Since then I’ve been caught in a really confusing cycle. He texts, I get excited, text back, then nothing. I get fed up, delete his number, then the next day he texts.I used to be so content in my own company and so involved in whatever I happened to be doing at the time, that if my phone rang or beeped, there was a 90% chance I wouldn’t even bother picking it up. Now, I so much as feel a vibration in the air and I leap for my phone. It’s exhausting.

I don’t know whether it’s a good sign that he’s still texting, or a bad sign that he hasn’t actually booked in the next date. Part of me thinks I’d be better just writing the whole thing off so I can go back to being a sane person again.The most ridiculous thing is I’m sure I used to be quite good at all this. Before I moved to London, there was generally always at least one boy that I had an ongoing text-flirtation with and it was great fun. But somehow in the last two years, I seem to have changed into an insecure, untrusting, emotional wreck. And who knew?

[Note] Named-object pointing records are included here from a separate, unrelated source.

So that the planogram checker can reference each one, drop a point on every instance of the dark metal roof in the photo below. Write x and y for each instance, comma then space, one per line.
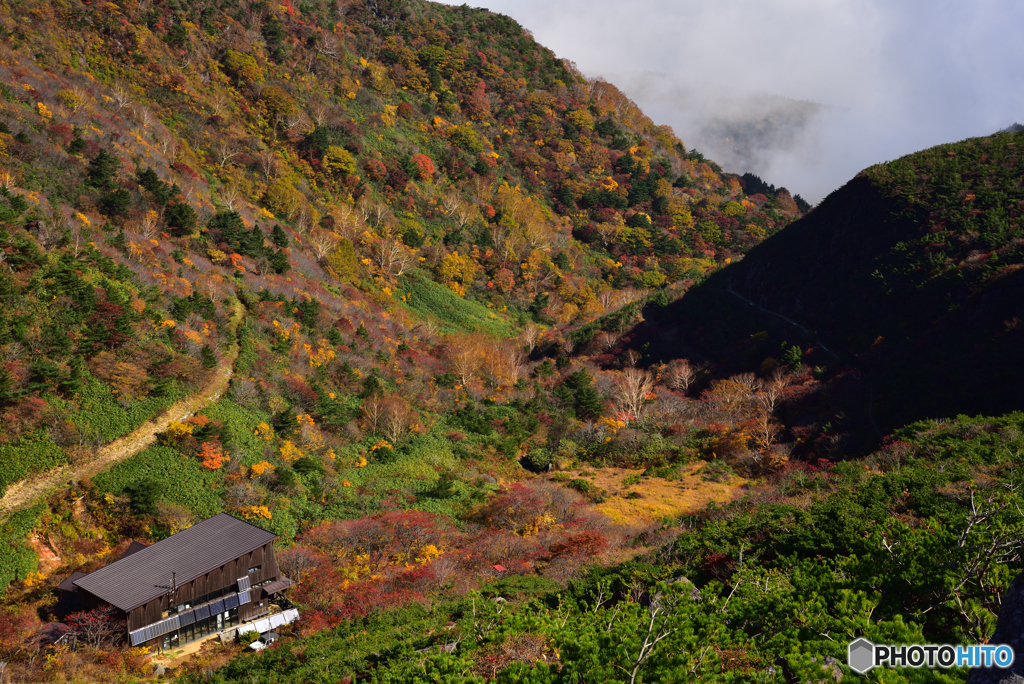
145, 574
69, 584
133, 547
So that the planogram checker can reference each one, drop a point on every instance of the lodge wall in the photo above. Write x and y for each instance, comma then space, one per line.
220, 581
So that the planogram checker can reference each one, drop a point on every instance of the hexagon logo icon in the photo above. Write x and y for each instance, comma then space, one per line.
860, 655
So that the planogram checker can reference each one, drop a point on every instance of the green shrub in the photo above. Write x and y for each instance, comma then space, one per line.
717, 471
17, 558
35, 453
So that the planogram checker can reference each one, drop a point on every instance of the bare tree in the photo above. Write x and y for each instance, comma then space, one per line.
230, 195
632, 390
323, 242
168, 145
680, 375
219, 103
267, 164
464, 358
330, 46
529, 336
660, 611
397, 419
391, 257
121, 95
145, 117
223, 153
374, 412
320, 114
606, 340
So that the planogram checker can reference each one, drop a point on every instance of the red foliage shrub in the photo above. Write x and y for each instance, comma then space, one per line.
585, 545
425, 168
375, 169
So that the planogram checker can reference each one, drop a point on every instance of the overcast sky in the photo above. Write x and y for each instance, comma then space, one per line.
896, 75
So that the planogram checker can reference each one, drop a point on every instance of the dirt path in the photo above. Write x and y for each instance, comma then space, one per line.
35, 486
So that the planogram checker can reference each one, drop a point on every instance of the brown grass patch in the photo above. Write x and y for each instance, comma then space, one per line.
658, 498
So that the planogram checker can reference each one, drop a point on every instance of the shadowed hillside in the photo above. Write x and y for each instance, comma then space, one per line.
909, 272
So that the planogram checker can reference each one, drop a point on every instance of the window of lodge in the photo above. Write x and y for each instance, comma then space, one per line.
201, 628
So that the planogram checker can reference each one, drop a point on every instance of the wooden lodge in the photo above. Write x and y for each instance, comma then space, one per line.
209, 578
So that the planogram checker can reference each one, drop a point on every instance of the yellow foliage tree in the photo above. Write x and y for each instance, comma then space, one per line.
339, 162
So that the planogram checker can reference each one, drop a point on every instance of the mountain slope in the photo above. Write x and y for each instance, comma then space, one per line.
911, 272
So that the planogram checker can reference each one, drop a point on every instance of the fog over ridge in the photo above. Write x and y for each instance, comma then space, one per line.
884, 79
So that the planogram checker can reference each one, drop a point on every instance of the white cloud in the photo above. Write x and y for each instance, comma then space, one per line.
897, 76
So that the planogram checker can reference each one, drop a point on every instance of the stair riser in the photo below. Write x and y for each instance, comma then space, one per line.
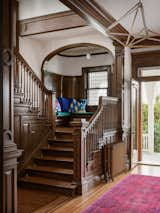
64, 135
63, 177
61, 164
57, 153
69, 192
61, 144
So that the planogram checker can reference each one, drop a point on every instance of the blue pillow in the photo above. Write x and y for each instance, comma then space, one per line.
78, 105
82, 106
58, 106
65, 103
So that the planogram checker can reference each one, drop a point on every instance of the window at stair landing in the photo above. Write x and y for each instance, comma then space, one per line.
96, 83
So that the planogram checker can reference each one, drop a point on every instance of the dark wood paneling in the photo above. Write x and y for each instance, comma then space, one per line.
66, 86
92, 14
144, 59
50, 23
73, 86
8, 149
30, 134
53, 82
118, 158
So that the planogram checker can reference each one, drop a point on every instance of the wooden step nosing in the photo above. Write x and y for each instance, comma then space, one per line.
52, 159
58, 149
49, 171
59, 185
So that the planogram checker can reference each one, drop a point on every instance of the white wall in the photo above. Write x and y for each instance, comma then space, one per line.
127, 87
72, 66
34, 8
35, 50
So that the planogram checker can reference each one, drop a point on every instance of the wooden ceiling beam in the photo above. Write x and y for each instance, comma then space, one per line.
50, 23
96, 16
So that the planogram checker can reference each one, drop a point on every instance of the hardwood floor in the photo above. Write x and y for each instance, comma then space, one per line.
78, 204
29, 200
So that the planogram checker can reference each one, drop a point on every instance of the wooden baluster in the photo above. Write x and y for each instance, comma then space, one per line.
29, 86
37, 97
21, 71
24, 83
32, 92
18, 77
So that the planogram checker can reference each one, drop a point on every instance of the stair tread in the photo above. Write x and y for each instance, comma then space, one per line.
49, 182
64, 130
65, 149
56, 158
51, 169
61, 139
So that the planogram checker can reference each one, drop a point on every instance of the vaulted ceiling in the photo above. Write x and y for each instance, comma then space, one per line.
118, 8
131, 23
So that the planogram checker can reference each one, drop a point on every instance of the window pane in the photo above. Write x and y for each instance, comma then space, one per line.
93, 95
97, 79
150, 71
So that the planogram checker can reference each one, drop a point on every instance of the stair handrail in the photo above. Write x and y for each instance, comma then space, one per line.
29, 84
89, 128
21, 58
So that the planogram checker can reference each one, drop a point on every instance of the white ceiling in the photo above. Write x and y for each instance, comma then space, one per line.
64, 34
83, 50
35, 8
118, 8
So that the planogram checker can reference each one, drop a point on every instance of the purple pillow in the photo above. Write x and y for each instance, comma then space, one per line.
65, 103
58, 106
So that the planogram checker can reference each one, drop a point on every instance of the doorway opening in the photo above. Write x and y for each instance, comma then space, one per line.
150, 111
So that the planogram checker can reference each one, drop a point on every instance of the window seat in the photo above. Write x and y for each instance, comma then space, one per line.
74, 114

There’s been no men on the scene for so long, that I’ve been living under the ruse that I am totally clued-up, chilled out and nonchalant about the whole thing. I’ll even admit to being condescending to Carly when she has her weekly emotional breakdown as a result of some boy failing to text her, or worse, blatantly myspacing other girls and not her.Thank god, this one doesn’t have a myspace page or I’d really be in trouble. Googling him was bad enough. (Yes, googling him – we all do it, didn’t you know?).

Now don’t laugh but I’m sure I just felt my handbag vibrate. Hang on……yes, that was him. Replying many hours too late since my text message last night, which I’d promised myself was his last chance. And still no mention of a second date. Argh.

Right, I’m switching my phone off. Or maybe I should fling it in the Thames on the way home. But then Kieran wouldn’t be able to get in touch when he gets here on Thursday. Did I mention that? Yes, my email buddy from NY is coming to visit. Note to self: kissing boys gets me in trouble. Possibly even boys who live on the other side of an ocean.